ヨーゼフ・アロイス・シュンペーター(1883-1950)。

 世界中で知られる高名な経済学者であり、世界中の経営者やビジネスマンにも大きな影響を与えている経済思想家だが、シュンペーターの著書が現在、広く読まれているわけではない。岩波文庫に代表作は収録されているものの、たぶん読破した人は稀であろう。もともとドイツ語で書かれ、表現も難しくて経済学のアマチュアがすらすら読める書物ではないからだ。しかし、シュンペーターの主たるアイデアはだれでも知っているはずである。

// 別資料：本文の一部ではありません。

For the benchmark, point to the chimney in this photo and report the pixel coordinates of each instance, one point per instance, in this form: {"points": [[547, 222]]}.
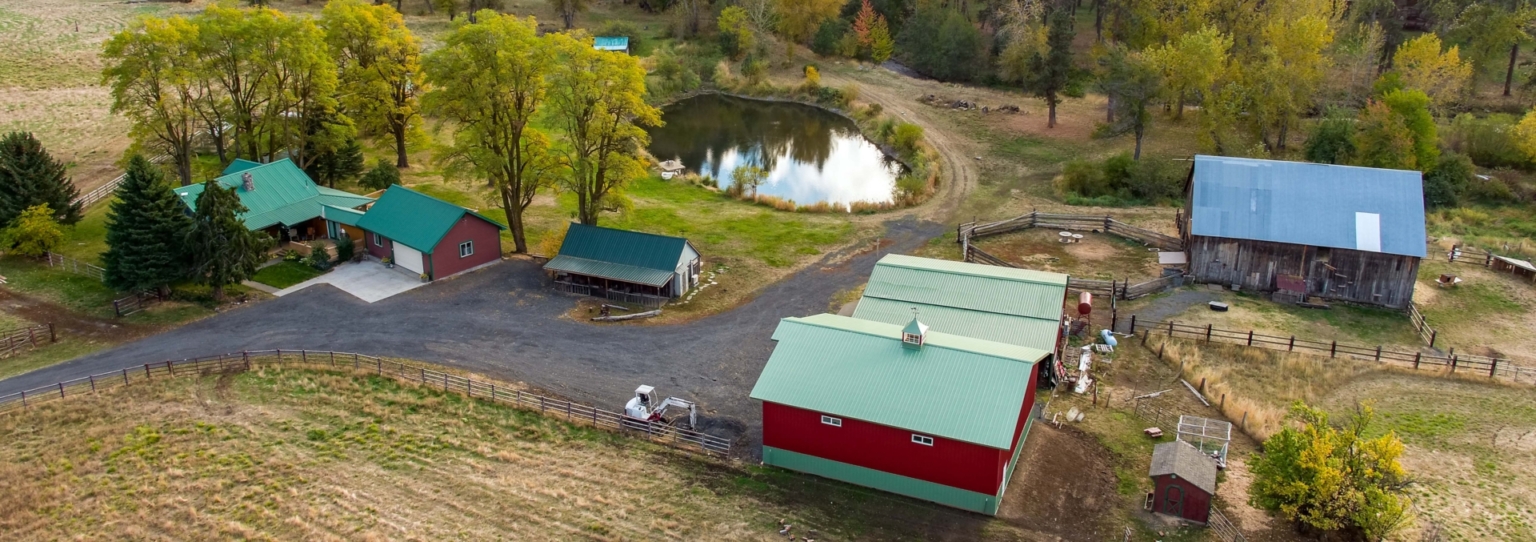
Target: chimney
{"points": [[914, 333]]}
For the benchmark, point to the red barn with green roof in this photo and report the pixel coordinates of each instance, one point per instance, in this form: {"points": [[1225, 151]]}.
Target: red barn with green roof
{"points": [[424, 234], [908, 410]]}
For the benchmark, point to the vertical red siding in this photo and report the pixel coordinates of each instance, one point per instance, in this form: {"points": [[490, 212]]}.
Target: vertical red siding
{"points": [[1197, 502], [885, 449], [487, 246]]}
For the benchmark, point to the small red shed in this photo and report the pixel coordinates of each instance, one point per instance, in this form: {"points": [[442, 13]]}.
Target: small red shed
{"points": [[1185, 481]]}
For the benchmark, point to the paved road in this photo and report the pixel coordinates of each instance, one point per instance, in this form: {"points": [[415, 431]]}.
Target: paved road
{"points": [[503, 321]]}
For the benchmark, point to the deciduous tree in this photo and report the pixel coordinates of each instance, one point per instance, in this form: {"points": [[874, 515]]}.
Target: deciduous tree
{"points": [[220, 249], [145, 229], [31, 177], [34, 232], [489, 77], [154, 71], [1332, 478], [380, 66], [598, 103], [1440, 72]]}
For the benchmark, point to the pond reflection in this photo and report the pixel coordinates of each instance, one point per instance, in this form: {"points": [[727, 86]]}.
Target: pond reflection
{"points": [[810, 154]]}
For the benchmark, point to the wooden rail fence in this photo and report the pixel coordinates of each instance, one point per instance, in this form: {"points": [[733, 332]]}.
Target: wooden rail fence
{"points": [[76, 266], [243, 361], [1418, 360], [1056, 221], [14, 340], [105, 191]]}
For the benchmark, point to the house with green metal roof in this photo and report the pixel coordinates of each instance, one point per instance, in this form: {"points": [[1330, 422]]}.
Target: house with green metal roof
{"points": [[903, 409], [1003, 304], [280, 198], [627, 264], [423, 234]]}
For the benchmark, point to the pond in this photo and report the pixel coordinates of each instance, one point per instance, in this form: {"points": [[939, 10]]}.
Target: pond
{"points": [[811, 155]]}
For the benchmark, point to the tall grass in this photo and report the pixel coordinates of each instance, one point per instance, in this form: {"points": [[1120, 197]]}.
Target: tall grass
{"points": [[1255, 387]]}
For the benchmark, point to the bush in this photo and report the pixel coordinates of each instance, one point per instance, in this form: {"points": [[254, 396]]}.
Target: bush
{"points": [[317, 257], [1120, 181], [830, 36], [1489, 140], [346, 249], [1446, 183]]}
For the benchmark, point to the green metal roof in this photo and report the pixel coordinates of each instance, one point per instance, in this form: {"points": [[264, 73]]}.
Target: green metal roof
{"points": [[238, 166], [341, 215], [610, 43], [1020, 330], [1005, 304], [413, 218], [610, 271], [283, 194], [636, 249], [953, 387]]}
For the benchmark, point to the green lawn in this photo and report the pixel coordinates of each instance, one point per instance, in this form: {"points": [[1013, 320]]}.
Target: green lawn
{"points": [[286, 274]]}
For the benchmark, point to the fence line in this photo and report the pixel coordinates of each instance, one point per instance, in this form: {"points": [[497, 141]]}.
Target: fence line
{"points": [[28, 337], [105, 191], [1418, 360], [76, 266], [243, 361], [1057, 221]]}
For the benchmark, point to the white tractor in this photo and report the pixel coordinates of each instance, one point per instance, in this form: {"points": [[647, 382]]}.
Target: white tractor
{"points": [[644, 407]]}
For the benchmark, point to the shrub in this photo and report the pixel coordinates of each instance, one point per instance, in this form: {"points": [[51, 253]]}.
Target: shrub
{"points": [[1447, 180], [318, 257], [346, 249], [1489, 140]]}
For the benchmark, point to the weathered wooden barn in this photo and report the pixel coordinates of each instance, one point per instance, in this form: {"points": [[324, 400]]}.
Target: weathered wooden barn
{"points": [[1350, 234]]}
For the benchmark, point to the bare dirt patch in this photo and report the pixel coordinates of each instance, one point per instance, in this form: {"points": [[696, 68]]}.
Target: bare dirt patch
{"points": [[1063, 485]]}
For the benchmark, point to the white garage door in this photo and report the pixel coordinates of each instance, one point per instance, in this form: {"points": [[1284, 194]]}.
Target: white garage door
{"points": [[409, 258]]}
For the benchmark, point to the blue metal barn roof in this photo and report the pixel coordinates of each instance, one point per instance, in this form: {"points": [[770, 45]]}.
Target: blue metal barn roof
{"points": [[1314, 204]]}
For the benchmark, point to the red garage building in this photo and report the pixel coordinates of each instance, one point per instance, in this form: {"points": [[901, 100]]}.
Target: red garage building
{"points": [[907, 410], [424, 234], [1185, 481]]}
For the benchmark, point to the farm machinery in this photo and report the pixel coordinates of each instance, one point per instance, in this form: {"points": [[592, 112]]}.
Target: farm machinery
{"points": [[645, 407]]}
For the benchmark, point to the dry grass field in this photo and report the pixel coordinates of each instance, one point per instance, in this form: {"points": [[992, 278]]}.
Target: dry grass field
{"points": [[1470, 444], [326, 456]]}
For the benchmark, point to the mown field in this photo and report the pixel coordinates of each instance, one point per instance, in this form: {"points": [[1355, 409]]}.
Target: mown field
{"points": [[318, 455]]}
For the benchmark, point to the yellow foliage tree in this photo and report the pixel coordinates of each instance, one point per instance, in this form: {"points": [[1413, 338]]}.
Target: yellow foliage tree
{"points": [[1423, 65]]}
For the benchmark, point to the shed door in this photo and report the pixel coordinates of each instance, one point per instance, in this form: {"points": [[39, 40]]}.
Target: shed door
{"points": [[1174, 501], [409, 258]]}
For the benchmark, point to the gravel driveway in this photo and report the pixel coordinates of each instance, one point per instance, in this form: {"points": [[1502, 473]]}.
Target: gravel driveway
{"points": [[503, 321]]}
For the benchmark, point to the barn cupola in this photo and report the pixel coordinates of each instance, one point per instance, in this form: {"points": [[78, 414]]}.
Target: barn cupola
{"points": [[914, 333]]}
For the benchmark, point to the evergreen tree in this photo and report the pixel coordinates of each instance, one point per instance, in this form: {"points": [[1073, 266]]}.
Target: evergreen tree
{"points": [[145, 231], [31, 177], [1052, 74], [220, 247]]}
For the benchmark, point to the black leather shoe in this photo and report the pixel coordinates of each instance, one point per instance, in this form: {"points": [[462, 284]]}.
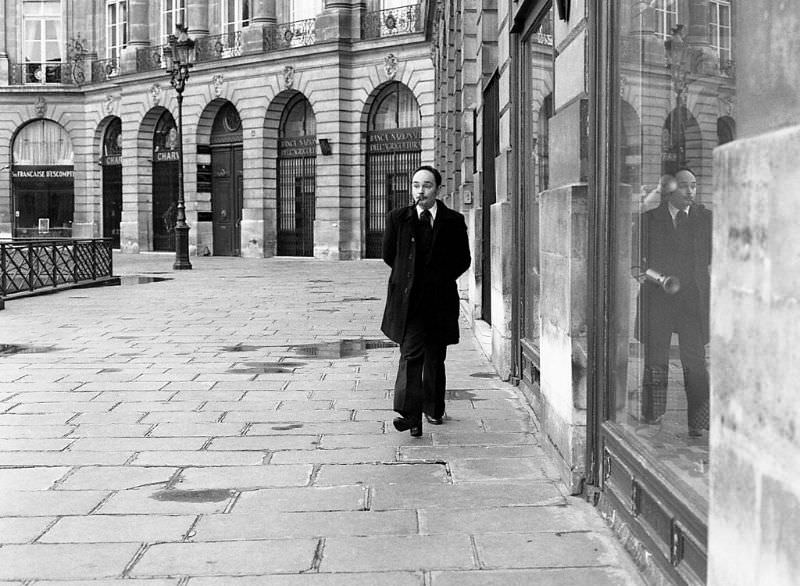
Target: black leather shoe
{"points": [[401, 423], [434, 420]]}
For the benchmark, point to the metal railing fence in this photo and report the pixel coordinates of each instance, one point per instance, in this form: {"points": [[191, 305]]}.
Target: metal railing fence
{"points": [[30, 265]]}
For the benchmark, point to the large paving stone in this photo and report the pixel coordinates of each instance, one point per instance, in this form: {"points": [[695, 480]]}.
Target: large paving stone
{"points": [[362, 554], [309, 579], [118, 528], [115, 477], [334, 498], [36, 503], [226, 558], [68, 561], [22, 529], [119, 444], [465, 496], [544, 550], [30, 478], [265, 442], [339, 456], [244, 477], [204, 458], [546, 577], [274, 525], [515, 519], [370, 474]]}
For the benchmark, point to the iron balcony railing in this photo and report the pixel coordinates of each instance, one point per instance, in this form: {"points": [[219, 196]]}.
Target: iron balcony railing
{"points": [[299, 33], [150, 58], [216, 47], [105, 69], [45, 74], [31, 265], [390, 22]]}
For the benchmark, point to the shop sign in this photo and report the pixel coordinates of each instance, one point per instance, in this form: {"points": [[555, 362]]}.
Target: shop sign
{"points": [[42, 172], [164, 156], [394, 140]]}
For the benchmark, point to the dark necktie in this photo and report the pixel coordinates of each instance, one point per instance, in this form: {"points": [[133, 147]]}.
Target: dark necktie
{"points": [[426, 230]]}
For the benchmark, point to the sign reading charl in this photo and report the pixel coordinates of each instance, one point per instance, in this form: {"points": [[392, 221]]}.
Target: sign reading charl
{"points": [[407, 139], [42, 172]]}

 シュンペーターは弱冠25歳で初めての著作である『理論経済学の本質と主要内容』(1908、注1)を上梓した。そしてさらにアイデアを膨らませ、1912年に刊行し、26年に改訂された『経済発展の理論』(注2)第2章「経済発展の根本現象」で、経済成長を起動するのは企業家(アントレプレナー)による新結合(ニューコンビネーション)だとしたのである。

 シュンペーターは新結合として次の5項目をあげている。この5項目についてはいろいろな翻訳があるが、ここではドイツ語から直接翻訳して簡略化した清成忠男氏(法政大学名誉教授)の表現を引用する(注3)。

 ・新しい生産物または生産物の新しい品質の創出と実現
 ・新しい生産方法の導入
 ・産業の新しい組織の創出
 ・新しい販売市場の創出
 ・新しい買いつけ先の開拓

 こうした新結合を遂行することがイノベーション(新機軸・革新)である。そして遂行の担い手が企業家であり、資金を供給するのが銀行家だと定義した。注意していただきたいのは、イノベーションが技術革新だけを意味しているのではなく、組織論まで含んだ非常に広い範囲の新機軸を表していることだ。

 シュンペーターは上記5つの簡略化された表現よりも、もう少し詳しく述べているが、これについては項をあらためて解説する。今回はとりあえず新結合の内容を頭に入れておいていただきたい。